In contrast to that positive and factual Sun-Star editorial, a guest opinion piece by Chad Hanson in the Sun-Star on July 6 ran under a headline claiming that the onslaught of bark-beetle-killed trees in the Sierra Nevada poses “no threat.”
Hanson misled readers by falsely claiming that millions of dead and dying trees in already fire-prone forests do not increase the wildfire threat. In reality, fire agencies and fire scientists are consistently describing the dead tree situation as an unnatural, extreme fire threat.
One key factor in the behavior of any wildfire is fuel moisture. Live, green trees – even in the hottest, driest time of summer – still contain moisture in their needles and branches that reduces fire intensity if the green trees are burned by a fire. In contrast, the tens of millions of trees that have already died from bark beetles add up to an unprecedented amount of bone-dry fuel. The highly flammable branches and tops of the dead pines, firs and cedars produce a perfect wick for flames to flare up into the crowns of adjacent dead and live trees. In addition, many of the dead trees that died during the last two years of the drought have dropped broken tops and branches that further add to the depth and the jumbled layers of flammable fuels on the forest floor.

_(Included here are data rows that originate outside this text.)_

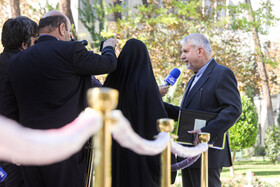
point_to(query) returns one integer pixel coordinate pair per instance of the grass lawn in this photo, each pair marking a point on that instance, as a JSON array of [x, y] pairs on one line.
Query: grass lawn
[[261, 168], [264, 173]]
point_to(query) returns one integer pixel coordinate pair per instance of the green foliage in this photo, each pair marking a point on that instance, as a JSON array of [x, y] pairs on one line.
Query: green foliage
[[272, 143], [243, 134], [93, 13], [263, 17]]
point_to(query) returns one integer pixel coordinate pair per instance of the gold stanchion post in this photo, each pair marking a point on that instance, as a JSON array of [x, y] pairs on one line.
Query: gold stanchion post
[[104, 100], [166, 125], [204, 137]]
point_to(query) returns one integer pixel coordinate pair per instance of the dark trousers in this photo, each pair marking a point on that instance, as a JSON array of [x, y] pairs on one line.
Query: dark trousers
[[14, 177], [191, 177], [68, 173]]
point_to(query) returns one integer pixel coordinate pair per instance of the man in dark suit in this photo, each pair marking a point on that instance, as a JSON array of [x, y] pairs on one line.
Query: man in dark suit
[[46, 88], [17, 35], [213, 89]]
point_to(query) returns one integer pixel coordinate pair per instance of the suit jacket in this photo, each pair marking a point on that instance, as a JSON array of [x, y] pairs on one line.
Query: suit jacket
[[47, 83], [216, 91]]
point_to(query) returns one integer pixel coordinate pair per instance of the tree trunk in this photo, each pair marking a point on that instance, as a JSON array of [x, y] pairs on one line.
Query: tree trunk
[[261, 68], [232, 167], [65, 7], [117, 15], [15, 9]]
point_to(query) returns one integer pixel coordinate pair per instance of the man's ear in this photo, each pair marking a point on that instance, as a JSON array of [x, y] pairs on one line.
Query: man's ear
[[201, 51], [62, 29]]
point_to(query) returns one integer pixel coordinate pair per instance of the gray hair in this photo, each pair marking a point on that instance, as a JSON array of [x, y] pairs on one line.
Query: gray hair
[[198, 40]]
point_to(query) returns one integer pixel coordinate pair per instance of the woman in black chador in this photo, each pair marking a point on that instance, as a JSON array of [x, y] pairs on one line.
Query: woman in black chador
[[141, 103]]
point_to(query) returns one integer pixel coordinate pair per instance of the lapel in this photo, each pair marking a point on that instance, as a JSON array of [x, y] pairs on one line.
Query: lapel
[[187, 90], [205, 76]]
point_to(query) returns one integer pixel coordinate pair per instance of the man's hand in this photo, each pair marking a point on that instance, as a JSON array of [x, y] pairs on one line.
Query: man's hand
[[195, 133], [110, 42], [163, 90]]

In direct opposition to what Hanson’s column claimed, there is a significant threat to public and private forests of the Sierra Nevada due to the tens of millions of trees that have already died. There is no question that hot weather and windy conditions can create ideal conditions for high-severity wildfires even when fuels are mostly green vegetation. But add in dead fuels to those same extreme conditions, and the basics of fire behavior will always result in an even higher degree of incineration and severity of a fire’s effects.
Hanson’s opinion piece reflected his long-standing opposition to any commercial logging on national forest lands. In contrast to that rigid view, the environmental organizations that serve as members of the Yosemite Stanislaus Solutions collaborative group strongly support more science-based thinning and salvage removal of a portion of trees killed by fire and insects.

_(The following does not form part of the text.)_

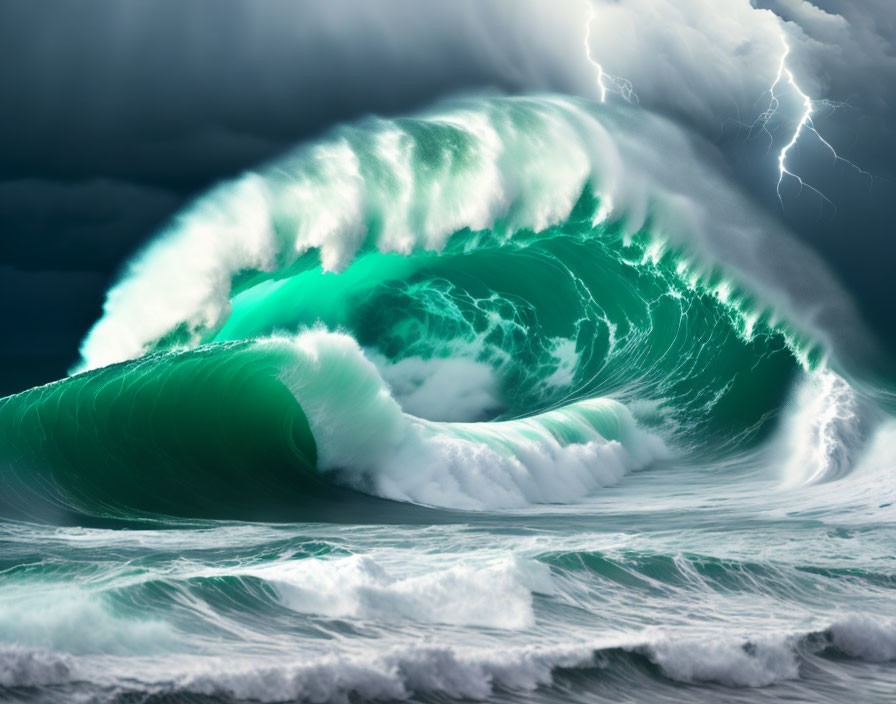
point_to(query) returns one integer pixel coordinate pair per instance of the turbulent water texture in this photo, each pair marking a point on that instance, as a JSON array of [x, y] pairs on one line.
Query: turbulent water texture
[[529, 381]]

With limited staff and resources, the U.S. Forest Service will only be capable of planning and implementing the removal of a small fraction of dead trees compared with the enormity of the conifer die-off. To suggest that leaving every dead tree makes sense defies any logic when even prior to the bark beetles, the drought and wildfires already created unnaturally high levels of dead trees and wildfire risk. Balanced collaborative groups such as YSS – made up of environmental organizations, industry and business interests, rural politicians and water agencies – strongly support the strategic removal of large numbers of the dead trees posing so much risk across our iconic Sierra Nevada ecosystem.
Nathan Graveline is a wildlife biologist; Chris Trott is a bioenergy consultant; and John Buckley is executive director of the Central Sierra Environmental Resource Center.